The Washington, D.C.-based company is one of eight firms that recently won performance-based governmentwide acquisition contracts (GWACs) issued by the Environmental Protection Agency to compete for recycling information technology hardware. This week, Liquidity officials unveiled their "e-cycling" service, under which the company would bear the immediate costs associated with disposing of obsolete items or refurbishing items that can be resold online. Proceeds of those sales would be shared with the agencies. "That's a win-win," said Bill Angrick, chairman and chief executive officer of Liquidity.
Other firms that recently won federal GWACs for recycling IT equipment include: Molam International, Supply Chain Services, UNICOR (Federal Prison Industries), Asset Recovery, Hesstech, Global Investment Recovery and Hobi International. The basic contracts last one year, with up to four possible one-year extensions. Each deal has a combined potential value of up to $9 million.

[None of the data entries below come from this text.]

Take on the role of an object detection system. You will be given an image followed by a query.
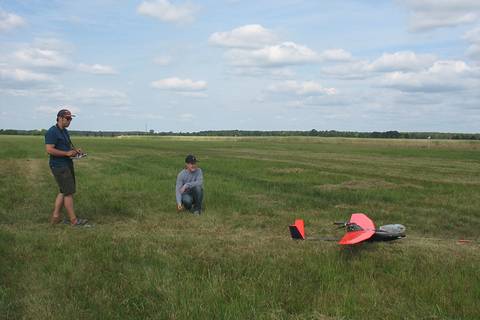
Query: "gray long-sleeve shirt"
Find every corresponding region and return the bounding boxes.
[175,168,203,203]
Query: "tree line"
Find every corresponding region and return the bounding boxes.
[0,129,480,140]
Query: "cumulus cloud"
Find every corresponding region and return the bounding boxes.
[78,63,117,75]
[153,56,172,66]
[0,9,25,32]
[137,0,198,23]
[400,0,480,31]
[382,60,479,92]
[268,80,337,96]
[13,39,72,72]
[369,51,437,72]
[463,26,480,60]
[208,24,276,48]
[321,60,372,80]
[0,65,53,91]
[151,77,207,92]
[227,42,318,67]
[209,24,318,75]
[320,49,352,62]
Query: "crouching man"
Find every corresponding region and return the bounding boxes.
[175,155,203,215]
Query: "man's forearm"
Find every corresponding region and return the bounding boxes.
[47,147,72,157]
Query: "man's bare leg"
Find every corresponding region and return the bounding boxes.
[63,194,77,224]
[51,193,63,224]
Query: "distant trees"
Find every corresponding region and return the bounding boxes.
[0,129,480,140]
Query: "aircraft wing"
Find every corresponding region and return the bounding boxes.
[338,213,375,244]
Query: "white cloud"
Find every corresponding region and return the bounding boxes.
[0,9,25,32]
[208,24,276,48]
[320,49,352,61]
[137,0,198,23]
[227,42,318,67]
[78,63,117,75]
[382,60,480,92]
[153,56,172,66]
[13,39,72,72]
[179,113,195,121]
[268,80,337,96]
[177,91,208,98]
[369,51,436,72]
[463,26,480,60]
[151,77,207,92]
[322,60,372,79]
[400,0,480,31]
[0,68,52,83]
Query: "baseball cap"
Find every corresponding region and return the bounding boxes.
[57,109,75,118]
[185,154,198,163]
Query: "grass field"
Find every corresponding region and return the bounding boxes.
[0,136,480,319]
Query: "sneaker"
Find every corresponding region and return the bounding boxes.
[50,216,63,225]
[71,218,88,227]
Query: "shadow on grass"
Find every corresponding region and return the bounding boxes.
[0,230,21,319]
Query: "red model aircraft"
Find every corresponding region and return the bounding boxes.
[338,213,375,244]
[289,213,406,245]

The GWACs haven't taken effect yet because two companies are protesting the awards. EPA officials hope to start the recycling efforts this spring.
The U.S. government disposes of 10,000 computers a week, as well as fax machines, printers, copiers, wireless phones and personal digital assistants. Recycling those items is voluntary, but Liquidity officials hope their service attracts agencies that don't want to pay for recycling, including item pick up, transport, inspection, data removal and repackaging.
Once the EPA's program starts, agencies can use existing private sales channels under Liquidity's service, company officials say. On its auction sites, Liquidity posts digital photos and offers buyers the option of inspecting the items at the storage locations. The company also keeps an audit trail, tracking what happens to the electronics.
Agencies can dispose of property through General Services Administration auctions, but GSA does not track the equipment or consider environmental concerns.
Currently, the GWACs do not apply to states' recycling efforts. For instance, Maryland, part of EPA Region 3, has many federal government offices, but it has not had funding since December 2002, when a pilot project there ended.
"The only funding we have been able to obtain is through unspent capital project money and supplemental environmental project which was the result of an enforcement action," said Hilary Miller, administrator of the recycling, marketing and operations program at the Maryland Department of the Environment's waste management administration. "I'm not saying that's a good thing or a bad thing because I know it's very new."
Some counties pay for e-cycling themselves. "There's a lot of interest, a lot of desire, and a lot of folks are doing things on their own, without our assistance," Miller said. "We just don't have the funding right now."
In April 2003, the city of Baltimore and Montgomery County, Md., held two e-cycling events for federal agencies using state funding. Electronics collected from federal agencies generated more than 34 tons of materials in Montgomery County.